The BodyPoseNet model application in the TAO Toolkit includes an export sub-task to export and prepare a trained BodyPoseNet model for verification and deployment. The export sub-task optionally generates the calibration cache for TensorRT INT8 engine calibration.

Exporting the model decouples the training process from deployment and allows conversion to TensorRT engines outside the TAO environment. TensorRT engines are specific to each hardware configuration and should be generated for each unique inference environment. This may be interchangeably referred to as a .trt or .engine file. The same exported TAO model may be used universally across training and deployment hardware. This is referred to as the .etlt file, or encrypted TAO file. During model export, the TAO model is encrypted with a private key, which is required when you deploy this model for inference.

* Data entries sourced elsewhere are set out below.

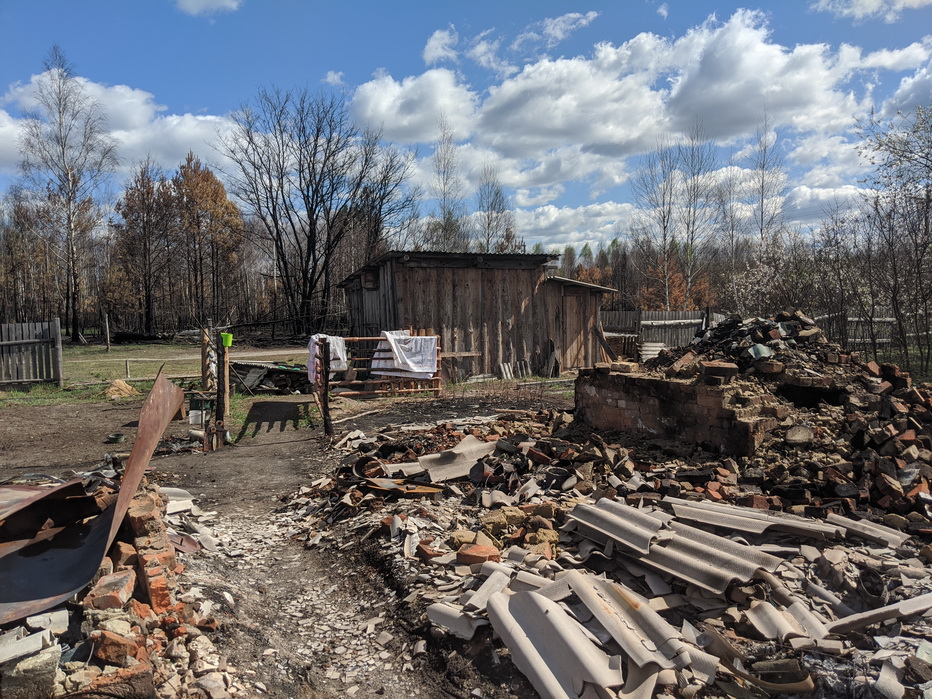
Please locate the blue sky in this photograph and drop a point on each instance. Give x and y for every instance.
(561, 97)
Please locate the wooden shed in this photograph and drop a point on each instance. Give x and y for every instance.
(488, 309)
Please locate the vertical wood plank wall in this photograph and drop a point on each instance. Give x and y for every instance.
(485, 315)
(30, 352)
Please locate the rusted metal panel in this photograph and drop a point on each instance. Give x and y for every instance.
(41, 574)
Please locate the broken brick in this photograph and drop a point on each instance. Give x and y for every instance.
(112, 591)
(469, 554)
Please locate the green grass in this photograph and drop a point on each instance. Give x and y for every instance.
(85, 363)
(93, 365)
(49, 394)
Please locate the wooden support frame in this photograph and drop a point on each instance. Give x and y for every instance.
(361, 357)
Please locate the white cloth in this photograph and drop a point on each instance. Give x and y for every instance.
(412, 356)
(337, 355)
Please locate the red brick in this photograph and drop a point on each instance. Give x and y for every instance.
(112, 591)
(469, 554)
(113, 648)
(158, 589)
(122, 554)
(133, 681)
(157, 547)
(142, 610)
(425, 552)
(144, 516)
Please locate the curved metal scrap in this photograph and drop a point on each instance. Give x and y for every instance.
(38, 576)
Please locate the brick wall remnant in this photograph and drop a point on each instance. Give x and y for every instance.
(687, 411)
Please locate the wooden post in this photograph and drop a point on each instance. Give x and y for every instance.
(324, 353)
(223, 381)
(58, 358)
(205, 359)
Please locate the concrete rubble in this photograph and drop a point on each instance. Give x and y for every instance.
(137, 630)
(629, 561)
(608, 564)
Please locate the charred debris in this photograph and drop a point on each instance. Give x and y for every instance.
(606, 564)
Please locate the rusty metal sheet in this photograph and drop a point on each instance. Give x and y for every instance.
(44, 573)
(15, 498)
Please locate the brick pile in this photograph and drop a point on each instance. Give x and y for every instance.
(508, 526)
(133, 632)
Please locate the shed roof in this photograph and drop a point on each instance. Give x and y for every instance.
(586, 285)
(455, 259)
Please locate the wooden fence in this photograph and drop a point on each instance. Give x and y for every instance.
(672, 328)
(30, 353)
(855, 333)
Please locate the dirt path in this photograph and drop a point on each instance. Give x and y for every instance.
(295, 622)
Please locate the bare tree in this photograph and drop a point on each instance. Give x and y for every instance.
(654, 187)
(495, 229)
(696, 207)
(448, 231)
(67, 152)
(143, 236)
(768, 192)
(303, 169)
(731, 227)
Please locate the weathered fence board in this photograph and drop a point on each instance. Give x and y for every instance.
(30, 352)
(672, 328)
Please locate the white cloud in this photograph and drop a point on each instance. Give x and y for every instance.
(593, 223)
(9, 137)
(553, 30)
(206, 7)
(910, 57)
(485, 53)
(440, 46)
(137, 122)
(559, 28)
(537, 197)
(333, 77)
(732, 74)
(827, 161)
(408, 110)
(913, 90)
(889, 10)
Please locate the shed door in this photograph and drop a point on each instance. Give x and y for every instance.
(575, 340)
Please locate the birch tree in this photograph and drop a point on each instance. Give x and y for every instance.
(68, 155)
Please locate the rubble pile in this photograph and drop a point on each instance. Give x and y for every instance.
(134, 630)
(610, 564)
(841, 430)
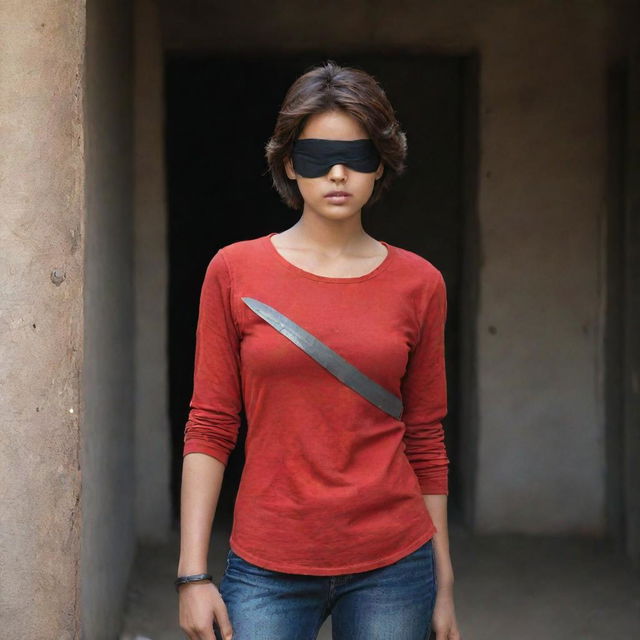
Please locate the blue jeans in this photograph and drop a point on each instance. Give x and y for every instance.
(394, 602)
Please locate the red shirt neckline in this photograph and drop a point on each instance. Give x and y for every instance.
(314, 276)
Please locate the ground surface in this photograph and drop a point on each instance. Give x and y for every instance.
(508, 587)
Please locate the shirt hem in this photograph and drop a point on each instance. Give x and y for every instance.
(332, 571)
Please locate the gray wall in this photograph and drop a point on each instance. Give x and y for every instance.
(107, 461)
(153, 512)
(540, 459)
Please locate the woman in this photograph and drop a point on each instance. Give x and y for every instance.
(342, 505)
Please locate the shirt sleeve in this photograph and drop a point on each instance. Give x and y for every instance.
(214, 410)
(424, 393)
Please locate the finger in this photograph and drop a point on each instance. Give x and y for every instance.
(224, 624)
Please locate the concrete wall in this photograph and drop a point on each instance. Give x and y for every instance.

The network input resolution of the model is one of the major factors that determine the accuracy of bottom-up approaches. Bottom-up methods have to feed the whole image at once, resulting in smaller resolution per person. Hence, higher-input resolution will yield better accuracy, especially on small- and medium-scale persons (w.r.t the image scale). Also note that with higher input resolution, the runtime of the CNN will also be higher. Therefore, the accuracy/runtime tradeoff should be decided based on the accuracy and runtime requirements for the target usecase.

Height of the desired network

You will need to choose a resolution that works best depending on the target use case and the compute or latency constraints. If your application involves pose estimation for one or more persons close to the camera, such that the scale of the person is relatively large, then you can go with a smaller network input resolution. Whereas if you are targeting use for persons with smaller relative scales, as with crowded scenes, you might want to go with a higher network input resolution. For instance, if your application has a person with height of about 25% of the image, the final resized height would be as follows:

56px for network height of 224

72px for network height of 288

80px for network height of 320

The network with 320 height has maximum resolution for the person and hence would be more accurate.

Width of the desired network

Once you freeze the height of the network, the width can be decided based on the aspect ratio for your input data used during deployment time. Or you can also follow a standard multiple of 32/64 closest to the aspect ratio.

Illustration of accuracy/runtime variation for different resolutions

Note that these are approximate runtimes/accuracies for the default architecture and train_spec . Any changes to the architecture or params will yield different results. This is primarily to get a better sense of which resolution would suit your needs. The runtimes provided are for the CNN

Input Resolution Precision Runtime (GeForce RTX 2080) Runtime (Jetson AGX) 320x448 FP16 3.13ms 18.8ms 288x384 FP16 2.58ms 12.8ms 224x320 FP16 2.27ms 10.1ms 320x448 INT8 1.80ms 8.90ms 288x384 INT8 1.56ms 6.38ms 224x320 INT8 1.33ms 5.07ms

You can expect to see a 7-10% mAP increase in the area=medium category when going from 224x320 to 288x384, and an additional 7-10% mAP when you go to 320x448. The accuracy for area=large remains almost the same across these resolutions, so you can stick to a lower resolution if this is what you need. As per COCO keypoint evaluation, the medium area is defined as persons occupying less than the area between 36^2 to 96^2. Anything above it is categorized as large.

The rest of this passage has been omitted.